Gaza - Assis dans le bus qui me ramène du terminal égyptien de Rafah, je téléphone à mon épouse :« Je rentre à la maison ! ». « Quoi ! » s’exclame-t-elle, « Je croyais que tu étais déjà en Egypte. Il est près de 17 heures ! Qu’est-ce qui se passe ? »

J’avais quitté notre maison du camp de réfugiés de Maghazi, au centre de la bande de Gaza, en emportant le dossier médical de mon épouse, avec les résultats de ses derniers tests IRM. Ma destination était Le Caire, où j’avais l’intention de montrer les nouveaux scans aux médecins de mon épouse, qui décideraient du dernier traitement pour son cancer chronique.

Nous avons fait le laborieux voyage de Gaza au Caire pendant des années pour son traitement, mais cette fois j’y allais seul pour lui épargner – et épargner à nos enfants – cette épreuve. Je reviendrais et si les médecins le jugeaient nécessaire, je l’emmènerais plus tard une autre fois.

Au cours de ce voyage qui ne devait durer que peu de jours dans la capitale égyptienne, je voulais aussi renouveler mon accréditation car ma carte de presse égyptienne officielle expire à la fin du mois.

Pas sans mon épouse

J’arrive au terminal de Rafah vers 10 heures 30 et comme des dizaines d’autres voyageurs, je me mets au bout de la file des formulaires d’enregistrement.
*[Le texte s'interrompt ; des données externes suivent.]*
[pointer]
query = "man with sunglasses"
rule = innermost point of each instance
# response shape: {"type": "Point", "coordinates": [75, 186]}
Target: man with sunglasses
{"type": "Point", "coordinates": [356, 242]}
J’écris que je veux traverser pour des raisons médicales et autres.

Après plusieurs heures d’attente, un fonctionnaire m’appelle, apparemment pour être interrogé par la « Sécurité Nationale » égyptienne, qui sous l’ancien régime s’appelait « Sécurité d’Etat ».

« Pourquoi allez-vous en Egypte ? » demande le fonctionnaire. Je lui explique mon but et lui montre tous les papiers que je transporte.

« Je ne peux pas vous laisser passer si votre épouse n’est pas avec vous » dit-il.
« Elle attend l’avis du médecin à la maison, nous ne pouvons laisser nos quatre enfants tout seuls maintenant » lui dis-je.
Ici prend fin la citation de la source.